Elizabeth was conscious for an instant of nothing but a gratitude to him for turning away. She pressed her muff against her face; the soft fur, a little cold, was comforting to her hot cheeks. She felt a humiliation now that she feared she never could survive; she felt a regret, too, that she had ever let the situation take this personal and intimate turn. For an instant she was disposed to blame Eades, but she was too just for that; she knew that she alone was to blame; she remembered that it was this very appeal she had come to make, and she contemned herself--despised herself. And then in a desperate effort to regain her self-respect, she tried to change the trend of the argument, to restore it to the academic, the impersonal, to struggle back to the other plane with him, and she said:
"If it could do any good! If I could see what good it does!"

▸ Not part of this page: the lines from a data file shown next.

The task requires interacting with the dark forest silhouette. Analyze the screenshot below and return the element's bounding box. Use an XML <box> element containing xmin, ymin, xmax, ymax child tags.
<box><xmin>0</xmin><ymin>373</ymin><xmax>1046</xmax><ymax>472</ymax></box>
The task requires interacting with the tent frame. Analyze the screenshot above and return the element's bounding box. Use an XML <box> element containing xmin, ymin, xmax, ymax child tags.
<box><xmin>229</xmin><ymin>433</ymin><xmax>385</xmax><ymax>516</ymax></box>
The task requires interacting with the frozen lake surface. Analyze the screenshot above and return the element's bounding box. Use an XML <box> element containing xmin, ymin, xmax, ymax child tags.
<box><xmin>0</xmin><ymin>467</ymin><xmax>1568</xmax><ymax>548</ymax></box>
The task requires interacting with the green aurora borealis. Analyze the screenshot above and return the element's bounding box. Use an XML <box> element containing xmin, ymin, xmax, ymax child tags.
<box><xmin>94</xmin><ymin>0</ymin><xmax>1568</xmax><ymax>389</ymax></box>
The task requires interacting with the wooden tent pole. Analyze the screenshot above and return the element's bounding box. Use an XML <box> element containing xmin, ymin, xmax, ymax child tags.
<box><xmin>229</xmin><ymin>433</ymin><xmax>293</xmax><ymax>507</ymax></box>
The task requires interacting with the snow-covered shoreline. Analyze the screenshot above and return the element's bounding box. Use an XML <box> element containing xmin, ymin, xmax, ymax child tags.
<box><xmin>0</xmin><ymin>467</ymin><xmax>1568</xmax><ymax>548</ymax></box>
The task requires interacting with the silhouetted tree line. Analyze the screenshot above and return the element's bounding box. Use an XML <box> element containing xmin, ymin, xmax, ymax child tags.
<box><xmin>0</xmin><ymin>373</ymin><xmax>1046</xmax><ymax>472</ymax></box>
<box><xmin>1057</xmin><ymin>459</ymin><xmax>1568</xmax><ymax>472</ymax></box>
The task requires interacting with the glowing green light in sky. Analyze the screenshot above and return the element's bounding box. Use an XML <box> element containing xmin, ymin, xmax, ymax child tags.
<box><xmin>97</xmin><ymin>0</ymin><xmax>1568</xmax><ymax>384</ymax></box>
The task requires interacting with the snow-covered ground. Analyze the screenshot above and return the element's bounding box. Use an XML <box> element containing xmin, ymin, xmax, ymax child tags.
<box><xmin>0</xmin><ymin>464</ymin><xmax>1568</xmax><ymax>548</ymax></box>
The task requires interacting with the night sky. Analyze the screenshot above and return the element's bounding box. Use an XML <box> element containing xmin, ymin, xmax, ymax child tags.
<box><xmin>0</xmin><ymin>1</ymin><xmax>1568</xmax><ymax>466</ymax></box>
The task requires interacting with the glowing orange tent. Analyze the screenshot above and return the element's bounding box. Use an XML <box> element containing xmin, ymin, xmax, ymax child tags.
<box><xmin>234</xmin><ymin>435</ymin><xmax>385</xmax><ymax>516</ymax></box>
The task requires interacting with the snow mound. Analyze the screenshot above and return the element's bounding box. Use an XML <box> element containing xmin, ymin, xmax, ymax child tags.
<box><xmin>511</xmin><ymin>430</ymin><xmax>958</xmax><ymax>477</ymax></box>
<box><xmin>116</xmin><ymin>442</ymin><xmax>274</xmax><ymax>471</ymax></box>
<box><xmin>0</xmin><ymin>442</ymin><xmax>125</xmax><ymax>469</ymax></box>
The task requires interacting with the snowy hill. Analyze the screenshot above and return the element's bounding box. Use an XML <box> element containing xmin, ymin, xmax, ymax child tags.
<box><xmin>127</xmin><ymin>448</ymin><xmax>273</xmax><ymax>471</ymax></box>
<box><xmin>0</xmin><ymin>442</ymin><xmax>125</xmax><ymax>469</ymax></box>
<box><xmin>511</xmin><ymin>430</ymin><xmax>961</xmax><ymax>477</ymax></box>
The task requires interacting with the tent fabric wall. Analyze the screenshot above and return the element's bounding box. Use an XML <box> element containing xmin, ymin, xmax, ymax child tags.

"What!" he exclaimed, turning to her. "What good? What good does any of my work do?"
"I'm sure I don't know." As she said this, she looked up at him, met his eye with a boldness she despised in herself. Down in her heart she was conscious of a self-abasement that was almost complete; she realized the histrionic in her attitude, and in this feeling, determined now to brave it out; she added bitterly: "None, I should say."
"None!" He repeated the word, aghast. "None! Do you say that all this work I have been doing for the betterment, the purification of society does no good?"
"No good," she said; "it does no good; it only makes more suffering in the world." And she thought of all she was just then suffering.
"Where--" he could not catch his breath--"where did you get that idea?"